The town was all ours. The Easter holidays didn't start 'til next week, and all the other kids were in school. There were no summertime packs of sharp-eyed gurriers, no lounging teenagers. We were as free and unselfconscious as mutts. We tussled and ran and fenced our way up the harbour road, the fierce salty tang of the harbour itself already in our lungs. There were workmen and fishermen and auld wans out shopping, but they were on another plane of existence. They didn't impact on us at all.

Then we rounded the corner and caught them throwing the old man out of the pub.

HE WAS VERY OLD
, maybe Nan's age, but these two big men were hauling him out the door like a bundle of rags. One of them was shouting, ‘Out, you old bastard. Out!' The other was silent, but his face was stony with rage and he had a grip on the auld fella vicious enough to snap his twiggy old arm.

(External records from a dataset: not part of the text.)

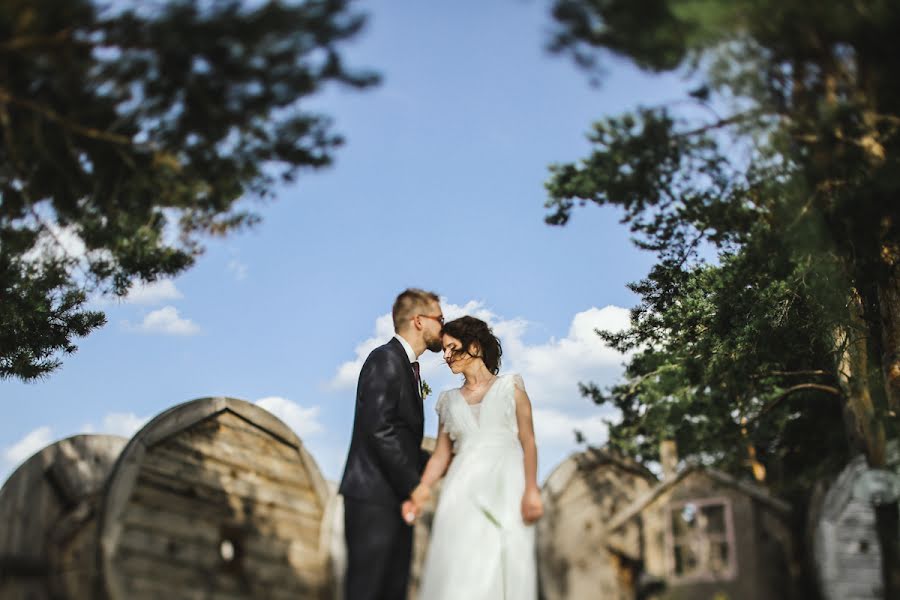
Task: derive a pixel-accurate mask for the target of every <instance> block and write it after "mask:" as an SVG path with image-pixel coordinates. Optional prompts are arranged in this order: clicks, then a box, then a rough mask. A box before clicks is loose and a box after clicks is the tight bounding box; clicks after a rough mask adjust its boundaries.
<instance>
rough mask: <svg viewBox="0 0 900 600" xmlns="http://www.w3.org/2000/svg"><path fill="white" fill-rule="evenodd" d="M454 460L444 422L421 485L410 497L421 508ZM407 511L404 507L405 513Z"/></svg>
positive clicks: (405, 512)
mask: <svg viewBox="0 0 900 600" xmlns="http://www.w3.org/2000/svg"><path fill="white" fill-rule="evenodd" d="M452 460H453V448H452V442H451V441H450V435H449V434H448V433H447V432H446V431H445V430H444V426H443V424H441V425H439V426H438V439H437V444H436V446H435V448H434V453H433V454H432V455H431V458H429V459H428V463H427V464H426V465H425V471H424V472H423V473H422V479H421V480H420V481H419V485H417V486H416V489H414V490H413V492H412V494H411V495H410V499H411V500H412V502H413V504H414V505H415V506H416V507H417V508H418V509H419V510H421V508H422V506H423V505H424V504H425V503H426V502H428V499H429V498H430V497H431V486H432V485H434V484H435V483H437V481H438V480H440V478H441V477H443V476H444V473H446V472H447V468H448V467H449V466H450V461H452ZM406 512H407V511H406V510H405V509H404V514H406Z"/></svg>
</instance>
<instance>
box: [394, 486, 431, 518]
mask: <svg viewBox="0 0 900 600" xmlns="http://www.w3.org/2000/svg"><path fill="white" fill-rule="evenodd" d="M430 499H431V488H430V487H428V486H427V485H425V484H424V483H420V484H419V485H417V486H416V488H415V489H414V490H413V491H412V494H410V495H409V499H408V500H406V501H405V502H404V503H403V506H402V507H401V508H400V514H401V515H402V516H403V520H404V521H406V524H407V525H412V524H413V523H415V521H416V519H417V518H419V515H420V514H422V510H423V509H424V508H425V505H426V504H427V503H428V500H430Z"/></svg>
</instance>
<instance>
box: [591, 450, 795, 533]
mask: <svg viewBox="0 0 900 600" xmlns="http://www.w3.org/2000/svg"><path fill="white" fill-rule="evenodd" d="M691 473H703V474H705V475H707V476H708V477H710V478H711V479H713V480H715V481H717V482H719V483H722V484H724V485H728V486H731V487H733V488H735V489H736V490H738V491H740V492H742V493H744V494H746V495H748V496H750V497H751V498H753V499H754V500H758V501H760V502H762V503H764V504H766V505H768V506H769V507H771V508H773V509H774V510H776V511H778V512H781V513H789V512H790V510H791V505H790V504H788V503H787V502H785V501H784V500H780V499H778V498H775V497H774V496H772V495H771V494H769V493H768V492H767V491H765V490H764V489H762V488H761V487H759V486H757V485H754V484H752V483H748V482H746V481H741V480H739V479H736V478H735V477H732V476H731V475H728V474H727V473H723V472H722V471H719V470H717V469H713V468H710V467H704V466H701V465H691V466H689V467H687V468H685V469H684V470H682V471H681V472H679V473H678V475H676V476H675V477H673V478H671V479H669V480H668V481H663V482H662V483H660V484H659V485H657V486H656V487H654V488H653V489H651V490H649V491H648V492H647V493H645V494H644V495H642V496H641V497H640V498H638V499H637V500H635V501H634V502H632V503H631V504H630V505H628V506H626V507H625V508H623V509H622V510H620V511H619V512H618V513H616V514H615V515H614V516H613V518H612V520H611V521H610V523H609V526H608V528H607V529H608V530H609V531H613V530H615V529H618V528H619V527H621V526H622V525H624V524H625V523H627V522H628V521H630V520H631V519H633V518H634V517H636V516H637V515H638V514H639V513H641V512H642V511H643V510H644V509H645V508H647V506H649V505H650V504H651V503H652V502H653V501H654V500H656V499H657V498H659V497H660V496H661V495H662V494H663V493H665V492H666V491H668V490H670V489H672V488H673V487H675V486H677V485H679V484H680V483H681V482H682V481H684V480H685V478H687V476H688V475H690V474H691Z"/></svg>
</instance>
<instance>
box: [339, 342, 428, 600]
mask: <svg viewBox="0 0 900 600" xmlns="http://www.w3.org/2000/svg"><path fill="white" fill-rule="evenodd" d="M424 422H425V416H424V414H423V411H422V399H421V397H420V396H419V388H418V384H417V382H416V377H415V374H414V371H413V369H412V365H411V364H410V362H409V357H408V356H407V354H406V350H404V348H403V345H402V344H401V343H400V341H399V340H397V339H396V338H394V339H392V340H391V341H390V342H388V343H387V344H385V345H383V346H380V347H378V348H376V349H375V350H373V351H372V353H371V354H369V357H368V358H367V359H366V362H365V363H364V364H363V367H362V371H361V372H360V374H359V383H358V385H357V389H356V414H355V417H354V421H353V437H352V438H351V440H350V451H349V453H348V455H347V464H346V466H345V467H344V476H343V478H342V480H341V486H340V490H339V491H340V493H341V494H342V495H343V496H344V531H345V536H346V538H347V579H346V590H345V591H346V597H347V600H395V599H396V600H402V599H403V598H405V597H406V587H407V582H408V579H409V565H410V559H411V557H412V528H411V527H409V526H408V525H406V523H404V522H403V519H402V518H401V516H400V505H401V504H402V503H403V501H404V500H406V499H407V498H409V496H410V494H411V493H412V491H413V488H415V487H416V485H417V484H418V483H419V477H420V475H421V473H422V470H423V468H424V466H425V462H426V460H427V458H428V455H427V454H426V453H425V452H424V451H422V449H421V447H422V435H423V431H424Z"/></svg>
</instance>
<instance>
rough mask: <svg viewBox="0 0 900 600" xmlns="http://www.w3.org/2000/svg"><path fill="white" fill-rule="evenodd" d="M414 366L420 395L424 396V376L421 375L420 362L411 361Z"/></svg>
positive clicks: (417, 383) (417, 385) (414, 370)
mask: <svg viewBox="0 0 900 600" xmlns="http://www.w3.org/2000/svg"><path fill="white" fill-rule="evenodd" d="M409 364H410V366H412V368H413V373H414V374H415V376H416V385H417V386H418V387H419V397H421V396H422V377H421V376H420V375H419V362H418V361H414V362H411V363H409Z"/></svg>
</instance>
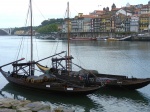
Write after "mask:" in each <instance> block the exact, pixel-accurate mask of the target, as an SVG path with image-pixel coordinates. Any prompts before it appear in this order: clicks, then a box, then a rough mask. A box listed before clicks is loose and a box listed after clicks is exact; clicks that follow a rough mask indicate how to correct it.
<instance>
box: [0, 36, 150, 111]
mask: <svg viewBox="0 0 150 112" xmlns="http://www.w3.org/2000/svg"><path fill="white" fill-rule="evenodd" d="M21 38H22V37H20V36H0V65H3V64H6V63H9V62H11V61H13V60H14V59H15V58H16V57H17V51H19V50H18V49H19V47H18V46H19V45H20V42H22V45H23V47H22V48H23V49H24V50H26V51H23V52H22V51H20V54H21V55H20V56H22V57H23V56H25V58H26V59H29V58H30V57H29V56H28V55H27V54H30V52H29V49H28V48H29V46H30V42H29V41H30V39H29V37H24V38H23V39H22V40H21ZM23 41H26V44H23ZM33 42H34V59H35V60H38V59H42V58H45V57H47V56H50V55H53V54H54V53H57V52H60V51H62V50H67V42H66V41H49V40H38V39H34V40H33ZM70 54H72V55H73V57H74V59H73V62H74V63H76V64H79V65H80V66H82V67H83V68H86V69H94V70H97V71H98V72H100V73H107V74H116V75H121V74H122V75H126V76H128V77H132V76H133V77H138V78H149V77H150V68H149V67H150V42H131V41H112V42H107V41H91V42H89V41H73V42H70ZM41 63H42V64H45V65H50V64H51V62H50V60H47V61H43V62H41ZM5 69H6V70H8V71H9V70H10V69H11V68H10V67H9V66H8V67H5ZM74 69H77V68H74ZM0 89H1V92H0V97H1V98H2V97H7V98H15V99H28V100H32V101H43V102H45V103H48V104H50V105H51V106H52V107H56V106H60V107H65V108H72V109H75V110H76V112H129V111H132V112H150V85H148V86H146V87H144V88H141V89H138V90H136V91H123V90H122V91H119V90H109V89H100V90H99V91H97V92H95V93H93V94H90V95H87V96H84V97H65V96H58V95H54V94H47V93H42V92H34V91H30V90H27V89H23V88H18V87H14V86H12V85H10V84H9V83H8V81H7V80H6V79H5V78H4V77H3V76H2V75H1V74H0Z"/></svg>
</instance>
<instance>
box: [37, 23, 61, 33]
mask: <svg viewBox="0 0 150 112" xmlns="http://www.w3.org/2000/svg"><path fill="white" fill-rule="evenodd" d="M36 31H37V32H38V33H50V32H57V31H58V25H57V24H49V25H45V26H41V27H39V28H37V30H36Z"/></svg>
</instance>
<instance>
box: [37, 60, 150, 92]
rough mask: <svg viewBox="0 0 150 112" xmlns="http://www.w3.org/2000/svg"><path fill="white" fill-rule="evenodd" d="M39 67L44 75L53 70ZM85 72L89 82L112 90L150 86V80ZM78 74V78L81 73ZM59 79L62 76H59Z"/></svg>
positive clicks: (122, 75) (87, 70)
mask: <svg viewBox="0 0 150 112" xmlns="http://www.w3.org/2000/svg"><path fill="white" fill-rule="evenodd" d="M37 66H38V67H39V68H40V69H41V71H43V72H44V73H45V72H47V73H48V72H49V71H50V70H51V69H52V68H51V69H50V68H48V67H44V66H42V65H40V64H39V63H37ZM55 69H56V70H57V68H55ZM55 72H56V71H55ZM62 72H63V71H62ZM83 72H84V73H87V74H89V75H88V78H89V81H94V83H95V84H98V85H101V86H102V85H103V84H105V86H104V87H107V88H111V89H125V90H135V89H140V88H143V87H145V86H147V85H148V84H150V78H133V77H132V78H128V77H127V76H124V75H113V74H101V73H98V71H96V70H85V69H84V70H82V73H83ZM75 73H76V72H75ZM76 74H77V76H78V75H79V74H80V72H78V73H76ZM79 76H80V75H79ZM82 76H83V75H82ZM56 77H57V75H56ZM58 77H60V76H59V75H58ZM61 77H62V78H63V74H62V75H61ZM65 77H66V76H65ZM68 78H69V79H68V80H70V77H68ZM72 80H74V81H75V82H78V81H80V80H79V78H78V79H75V78H74V77H73V78H72Z"/></svg>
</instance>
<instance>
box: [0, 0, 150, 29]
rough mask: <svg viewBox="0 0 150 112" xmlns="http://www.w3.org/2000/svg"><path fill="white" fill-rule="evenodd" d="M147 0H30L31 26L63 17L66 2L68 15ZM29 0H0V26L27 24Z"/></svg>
mask: <svg viewBox="0 0 150 112" xmlns="http://www.w3.org/2000/svg"><path fill="white" fill-rule="evenodd" d="M148 1H149V0H32V7H33V26H38V25H40V24H41V22H42V21H44V20H48V19H51V18H55V19H57V18H65V17H67V15H66V9H67V2H69V10H70V17H71V18H73V17H74V16H76V15H78V13H83V14H89V13H90V12H93V11H94V10H102V9H103V8H104V7H109V8H110V9H111V6H112V4H113V3H114V4H115V5H116V7H117V8H121V7H123V6H126V4H127V3H129V4H130V5H137V4H147V3H148ZM28 7H29V0H0V28H14V27H24V26H29V25H30V23H29V22H26V21H27V20H28V19H27V14H28V13H27V12H28Z"/></svg>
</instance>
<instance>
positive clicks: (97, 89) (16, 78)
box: [0, 0, 100, 95]
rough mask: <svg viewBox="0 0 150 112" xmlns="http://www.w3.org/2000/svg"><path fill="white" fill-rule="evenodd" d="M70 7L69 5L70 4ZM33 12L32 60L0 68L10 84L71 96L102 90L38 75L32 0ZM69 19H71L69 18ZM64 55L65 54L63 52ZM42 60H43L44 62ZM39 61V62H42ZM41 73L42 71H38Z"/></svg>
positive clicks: (92, 92) (0, 70)
mask: <svg viewBox="0 0 150 112" xmlns="http://www.w3.org/2000/svg"><path fill="white" fill-rule="evenodd" d="M68 5H69V3H68ZM29 9H30V12H31V15H30V17H31V40H30V42H31V48H30V50H31V55H30V56H31V59H30V61H27V62H22V63H19V62H20V61H24V58H22V59H18V60H16V61H13V62H10V63H8V64H5V65H2V66H0V72H1V73H2V75H3V76H4V77H5V78H6V79H7V81H8V82H9V83H12V84H15V85H16V86H19V87H22V88H23V87H24V88H30V89H31V90H37V91H43V92H44V91H45V92H50V93H58V94H71V95H87V94H90V93H93V92H95V91H96V90H98V89H99V88H100V86H99V85H95V84H87V83H86V82H83V83H80V84H76V83H72V82H68V81H67V80H64V79H61V78H57V77H56V76H55V75H53V74H43V73H42V74H40V75H39V74H36V72H35V71H36V69H35V64H36V62H35V61H33V37H32V32H33V30H32V1H31V0H30V6H29ZM68 19H69V17H68ZM61 53H64V52H61ZM61 53H58V54H54V55H52V56H49V57H46V58H44V59H47V58H50V57H53V56H56V55H60V54H61ZM44 59H41V60H44ZM41 60H38V61H37V62H39V61H41ZM9 65H12V67H13V70H12V71H11V72H10V71H8V72H6V71H4V69H3V67H5V66H9ZM38 71H40V70H38Z"/></svg>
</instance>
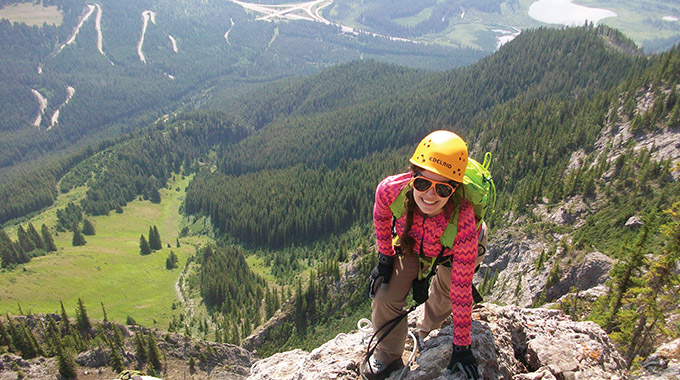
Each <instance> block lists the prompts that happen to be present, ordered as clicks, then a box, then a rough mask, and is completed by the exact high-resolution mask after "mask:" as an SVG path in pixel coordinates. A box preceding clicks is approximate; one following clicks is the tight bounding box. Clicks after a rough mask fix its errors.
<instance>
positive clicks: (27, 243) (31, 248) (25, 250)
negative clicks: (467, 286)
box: [17, 225, 35, 253]
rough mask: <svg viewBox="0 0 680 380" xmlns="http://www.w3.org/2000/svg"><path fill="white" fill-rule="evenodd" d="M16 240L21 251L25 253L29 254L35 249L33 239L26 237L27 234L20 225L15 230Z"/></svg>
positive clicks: (25, 231) (30, 237)
mask: <svg viewBox="0 0 680 380" xmlns="http://www.w3.org/2000/svg"><path fill="white" fill-rule="evenodd" d="M17 238H18V241H19V246H20V247H21V250H22V251H24V252H25V253H28V252H31V251H33V250H34V249H35V243H34V242H33V239H31V237H30V236H28V232H26V230H24V227H23V226H21V225H19V229H18V230H17Z"/></svg>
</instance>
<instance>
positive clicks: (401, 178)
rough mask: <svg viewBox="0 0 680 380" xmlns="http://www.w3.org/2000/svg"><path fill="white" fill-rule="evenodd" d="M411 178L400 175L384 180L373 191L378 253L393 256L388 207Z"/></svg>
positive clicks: (390, 230)
mask: <svg viewBox="0 0 680 380" xmlns="http://www.w3.org/2000/svg"><path fill="white" fill-rule="evenodd" d="M410 178H411V173H402V174H397V175H393V176H390V177H387V178H385V179H384V180H382V182H380V184H378V187H377V188H376V190H375V203H374V204H373V227H374V228H375V237H376V239H377V243H378V252H380V253H382V254H383V255H388V256H393V255H394V248H393V247H392V210H391V209H390V205H391V204H392V202H394V200H395V199H396V198H397V196H398V195H399V192H400V191H401V189H402V188H403V186H404V184H405V183H406V182H408V181H409V180H410Z"/></svg>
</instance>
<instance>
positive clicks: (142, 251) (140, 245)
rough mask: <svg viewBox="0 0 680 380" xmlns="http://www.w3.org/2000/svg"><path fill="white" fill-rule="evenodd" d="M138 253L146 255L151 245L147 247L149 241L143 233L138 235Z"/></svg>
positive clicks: (150, 248)
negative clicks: (139, 236)
mask: <svg viewBox="0 0 680 380" xmlns="http://www.w3.org/2000/svg"><path fill="white" fill-rule="evenodd" d="M139 253H141V254H142V255H148V254H149V253H151V247H149V243H148V242H147V241H146V238H145V237H144V235H141V236H140V237H139Z"/></svg>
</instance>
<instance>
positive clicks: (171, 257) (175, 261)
mask: <svg viewBox="0 0 680 380" xmlns="http://www.w3.org/2000/svg"><path fill="white" fill-rule="evenodd" d="M178 261H179V259H178V258H177V255H175V252H173V251H172V250H171V251H170V254H169V255H168V258H167V259H165V268H166V269H175V268H177V267H178Z"/></svg>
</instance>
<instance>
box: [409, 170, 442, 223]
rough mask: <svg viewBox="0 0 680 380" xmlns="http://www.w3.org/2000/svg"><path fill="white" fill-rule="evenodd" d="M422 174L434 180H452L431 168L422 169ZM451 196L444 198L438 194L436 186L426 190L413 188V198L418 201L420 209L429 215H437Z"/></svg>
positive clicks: (421, 176)
mask: <svg viewBox="0 0 680 380" xmlns="http://www.w3.org/2000/svg"><path fill="white" fill-rule="evenodd" d="M419 172H420V176H421V177H425V178H427V179H431V180H433V181H438V182H449V181H450V180H449V179H448V178H446V177H444V176H441V175H439V174H436V173H433V172H431V171H429V170H424V169H420V171H419ZM449 198H451V196H448V197H446V198H442V197H440V196H439V195H437V193H436V191H435V187H434V186H431V187H430V188H429V189H427V190H426V191H418V190H417V189H415V188H414V189H413V199H414V200H415V201H416V205H418V208H419V209H420V211H421V212H422V213H423V214H425V215H427V216H435V215H437V214H439V213H440V212H442V211H443V210H444V206H445V205H446V202H448V200H449Z"/></svg>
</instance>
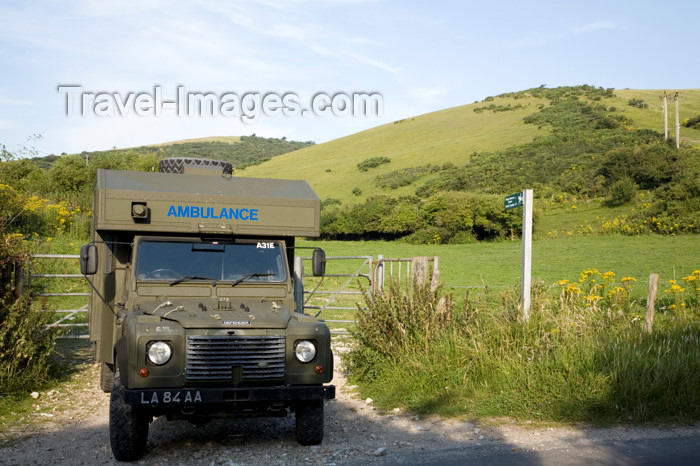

From the smoky murk behind them, the Wolfe Tones were playing very loudly on a jukebox, and there was the general hubbub of a packed bar. A few faces were turned to the door, watching the eviction. I could just see the barman as he turned away, his mouth a firm, approving line. There were harp and shamrock flags over the bar; there was a ‘Free all Irish political prisoners' poster on the wall.

The auld fella didn't seem to even notice the treatment he was getting. He was singing to himself – a gravelly, emotional waver. ‘The bells of hell go ting-a-ling-a-ling,' he sang. ‘For youuu but not for meeee. And awl de little devils have a sing-a-ling-a-ling, for you . . . but not for me.' His head bobbled about on his neck, his fine white hair a tufty cloud in the sunlight.